O médico da aldeia cai do cavalo porque alguém colocara um fio de náilon no caminho. O filho do barão local é barbaramente espancado em dia festivo para a aldeia. Uma criança deficiente é amarrada a uma árvore e quase desfigurada. No final, a criança desaparece sem deixar nenhum rastro.
O filme de Haneke vai construindo essa sucessão de crimes, ao mesmo tempo que revela outros: crimes mais íntimos, mais privados. Mais, digamos, "familiares".
O médico, que começa como vítima, afinal revela-se um monstro moral na sua relação incestuosa com a filha e na forma humilhante como trata a sua amante clandestina. Sem falar do pastor da terra que, apesar de conservar a distinção básica entre o bem e o mal, é dotado de uma inflexibilidade ética, de uma ausência de compaixão genuína, que o leva a extremos de crueldade para com a própria descendência.
E no final dessa longa galeria de horrores, vem a pergunta policial: quem cometeu os crimes? Mais ainda: por que motivo esses crimes são cometidos?
A única pista que Haneke nos deixa aparece em bilhete manuscrito com evocação bíblica apropriada: "Porque eu, o Senhor, teu Deus, sou Deus zeloso, que visito a maldade dos pais nos filhos até à terceira e quarta geração". Hipótese fatal: serão então as crianças, vítimas da brutalidade paterna, os carrascos da Alemanha e da Europa futuras?
Não nego que "A Fita Branca", premiado em Cannes, é esteticamente apelativo: filmado e narrado em tom de documentário, com um preto e branco granulado e "artesanal", a obra de Haneke tem ainda o talento supremo de oferecer personagens quase fantasmagóricas no seu anacronismo expressivo.
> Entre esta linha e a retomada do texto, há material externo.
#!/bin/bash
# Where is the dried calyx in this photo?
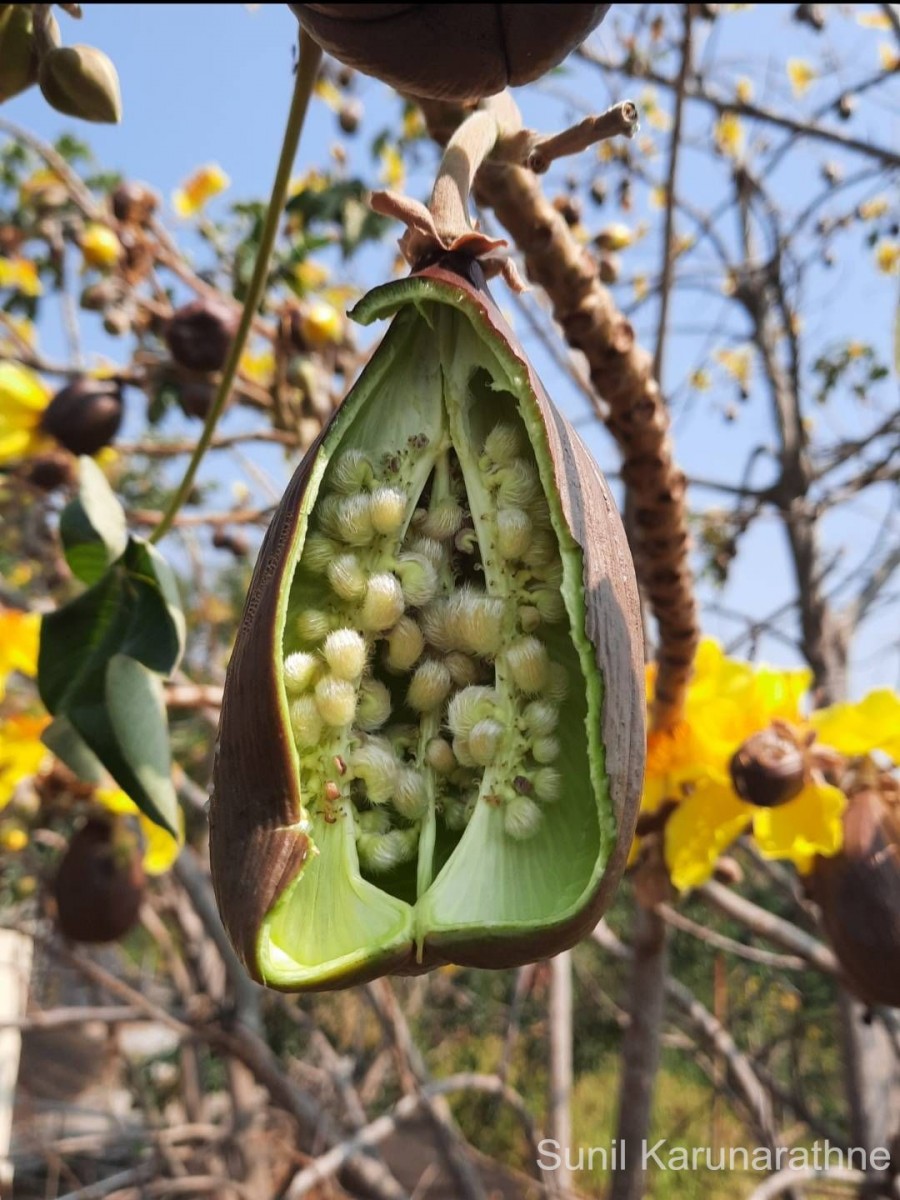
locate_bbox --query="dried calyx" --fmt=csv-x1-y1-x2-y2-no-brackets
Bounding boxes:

Assistimos ao filme de Haneke e até acreditamos que cada fotograma foi fixado por August Sander, o fotógrafo germânico que deixou importante espólio retratista sobre o mundo que a Segunda Guerra Mundial enterrou de vez.
Mas o meu desconforto com o filme de Haneke não é formal. É, se quiserem, histórico e até filosófico. Haneke não procura apenas oferecer uma meditação sobre o mal: Haneke procura explicá-lo. Uma forma de arqueologia moral que remete a deriva criminosa do nazismo para a infância dos seus carrascos.
Aliás, na mundividência de Haneke, os nazistas não seriam propriamente carrascos. Seriam, primeiro que tudo, vítimas de outros carrascos. A ideia de um nazista como vítima da violência inata e orgânica da sociedade alemã pré-1914 é uma forma perversa, ainda que involuntária, de absolver qualquer criminoso de todos os seus atos mais nefandos.
Entre 1933 e 1945, o caminho trilhado pela Alemanha não estava inscrito nos pais dessa Alemanha. Estava inscrito na forma como a natureza humana se acomoda à "banalidade do mal": como segue ordens sem as questionar; como abdica da sua consciência última; como acredita na criação de um estado de perfeição rácico que implica, e justifica, e desculpa, todas as atrocidades.
Na sua pedagogia vulgar, "A Fita Branca" reduz o nazismo a um problema de autoestima. Não conheço maior insulto: à inteligência dos presentes e à memória dos ausentes.